Download the dataset, import it into R, and recode variables as instructed in Homework 1.

library(readr)
nhefs <- read_csv("https://cdn1.sph.harvard.edu/wp-content/uploads/sites/1268/1268/20/nhefs.csv", 
    col_types = cols(qsmk = col_factor(levels = c("0", 
         "1")), death = col_factor(levels = c("0", 
         "1")), sex = col_factor(levels = c("0", 
         "1")), race = col_factor(levels = c("0", 
         "1")), income = col_factor(levels = c("11", 
         "12", "13", "14", "15", "16", "17", 
         "18", "19", "20", "21", "22")), marital = col_factor(levels = c("1", 
         "2", "3", "4", "5", "6", "8")), education = col_factor(levels = c("1", 
         "2", "3", "4", "5")), asthma = col_factor(levels = c("0", 
         "1")), bronch = col_factor(levels = c("0", 
         "1")), tb = col_factor(levels = c("0", 
         "1")), hf = col_factor(levels = c("0", 
         "1")), hbp = col_factor(levels = c("0", 
         "1")), pepticulcer = col_factor(levels = c("0", 
         "1")), colitis = col_factor(levels = c("0", 
         "1")), hepatitis = col_factor(levels = c("0", 
         "1")), chroniccough = col_factor(levels = c("0", 
         "1")), hayfever = col_factor(levels = c("0", 
         "1")), diabetes = col_factor(levels = c("0", 
         "1")), polio = col_factor(levels = c("0", 
         "1")), tumor = col_factor(levels = c("0", 
         "1")), nervousbreak = col_factor(levels = c("0", 
         "1")), alcoholpy = col_factor(levels = c("0", 
         "1")), alcoholfreq = col_factor(levels = c("1", 
         "2", "3", "4", "5")), alcoholtype = col_factor(levels = c("1", 
         "2", "3", "4")), pica = col_factor(levels = c("0", 
         "1", "2")), headache = col_factor(levels = c("0", 
         "1")), otherpain = col_factor(levels = c("0", 
         "1")), weakheart = col_factor(levels = c("0", 
         "1")), allergies = col_factor(levels = c("0", 
         "1")), nerves = col_factor(levels = c("0", 
         "1")), lackpep = col_factor(levels = c("0", 
         "1")), hbpmed = col_factor(levels = c("0", 
         "1", "2")), boweltrouble = col_factor(levels = c("0", 
         "1","2")), active = col_factor(levels = c("0", 
         "1","2")),exercise = col_factor(levels = c("0", 
         "1","2"))))
## `curl` package not installed, falling back to using `url()`
## Warning: One or more parsing issues, call `problems()` on your data frame for details,
## e.g.:
##   dat <- vroom(...)
##   problems(dat)
library(dplyr)
## 
## Attaching package: 'dplyr'
## The following objects are masked from 'package:stats':
## 
##     filter, lag
## The following objects are masked from 'package:base':
## 
##     intersect, setdiff, setequal, union
nhefs2<-select(nhefs,c(death,active,age,education,exercise,race,sex,smokeintensity,smokeyrs,wt82_71,qsmk))
library(dplyr)

nhefs2<-nhefs2 %>% mutate(active=case_match(death,"0"~"NO","1"~"YES",.ptype = factor(c("NO","YES"))))

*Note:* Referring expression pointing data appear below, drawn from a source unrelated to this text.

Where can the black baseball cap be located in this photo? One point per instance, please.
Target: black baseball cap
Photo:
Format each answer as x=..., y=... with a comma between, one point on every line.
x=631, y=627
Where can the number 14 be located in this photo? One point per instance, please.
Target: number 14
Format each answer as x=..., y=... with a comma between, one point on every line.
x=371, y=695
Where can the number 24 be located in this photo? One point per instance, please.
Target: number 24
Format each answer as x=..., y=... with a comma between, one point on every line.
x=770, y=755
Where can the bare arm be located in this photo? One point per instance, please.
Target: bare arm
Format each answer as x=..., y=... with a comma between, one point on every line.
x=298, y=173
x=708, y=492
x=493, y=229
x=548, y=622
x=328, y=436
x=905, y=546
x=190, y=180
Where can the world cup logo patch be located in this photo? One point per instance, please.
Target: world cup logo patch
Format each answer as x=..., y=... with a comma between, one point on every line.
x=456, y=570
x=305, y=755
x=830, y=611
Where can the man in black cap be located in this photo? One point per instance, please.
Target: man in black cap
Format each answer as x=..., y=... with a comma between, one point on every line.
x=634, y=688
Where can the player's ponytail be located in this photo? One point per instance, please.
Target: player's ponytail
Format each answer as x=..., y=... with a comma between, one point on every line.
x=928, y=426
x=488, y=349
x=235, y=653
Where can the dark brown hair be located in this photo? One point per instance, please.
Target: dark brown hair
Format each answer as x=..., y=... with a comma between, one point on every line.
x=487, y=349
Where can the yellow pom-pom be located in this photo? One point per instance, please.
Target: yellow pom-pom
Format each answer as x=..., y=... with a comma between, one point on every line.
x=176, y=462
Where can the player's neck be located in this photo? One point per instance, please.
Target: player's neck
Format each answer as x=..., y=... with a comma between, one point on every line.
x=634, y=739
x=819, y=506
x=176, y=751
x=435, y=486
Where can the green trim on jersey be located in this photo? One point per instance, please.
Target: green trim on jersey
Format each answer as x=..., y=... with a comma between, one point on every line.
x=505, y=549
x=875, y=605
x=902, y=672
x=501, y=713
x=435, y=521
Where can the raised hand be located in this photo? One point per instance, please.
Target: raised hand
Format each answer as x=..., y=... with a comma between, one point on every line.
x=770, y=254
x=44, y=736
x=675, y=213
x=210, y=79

#nhefs2<-nhefs2 %>% mutate(active=case_match(active,"0"~"inactive","1"~"moderately active","2"~"very active",.ptype = factor(c("inactive","moderately active","very active"))))

nhefs2<-nhefs2 %>% mutate(exercise=case_match(exercise,"0"~"little or no exercise","1"~"moderate exercise","2"~"much exercise",.ptype = factor(c("little or no exercise","moderate exercise","much exercise"))))

nhefs2<-nhefs2 %>% mutate(sex=case_match(sex,"0"~"Male","1"~"Female",.ptype = factor(c("Male","Female"))))

nhefs2<-nhefs2 %>% mutate(education=case_match(education,"1"~"8TH GRADE OR LESS","2"~"HS DROPOUT","3"~"HS","4"~"COLLEGE DROPOUT","5"~"COLLEGE OR MORE",.ptype = factor(c("8TH GRADE OR LESS","HS DROPOUT","HS","COLLEGE DROPOUT","COLLEGE OR MORE"))))

nhefs2<-nhefs2 %>% mutate(race=case_match(race,"0"~"WHITE","1"~"BLACK OR OTHER",.ptype = factor(c("WHITE", "BLACK OR OTHER"))))

nhefs2<-nhefs2 %>% mutate(qsmk=case_match(qsmk,"0"~"NO",
           "1"~"YES",.ptype = factor(c("NO", "YES"))))
nhefs2
#nhefs2<-nhefs2 %>% mutate(death=relevel(death,ref="NO"))

#nhefs2<-nhefs2 %>% mutate(active=relevel(active,ref="moderately active"))

nhefs2<-nhefs2 %>% mutate(education=relevel(education,ref="HS"))

nhefs2<-nhefs2 %>% mutate(exercise=relevel(exercise,ref="moderate exercise"))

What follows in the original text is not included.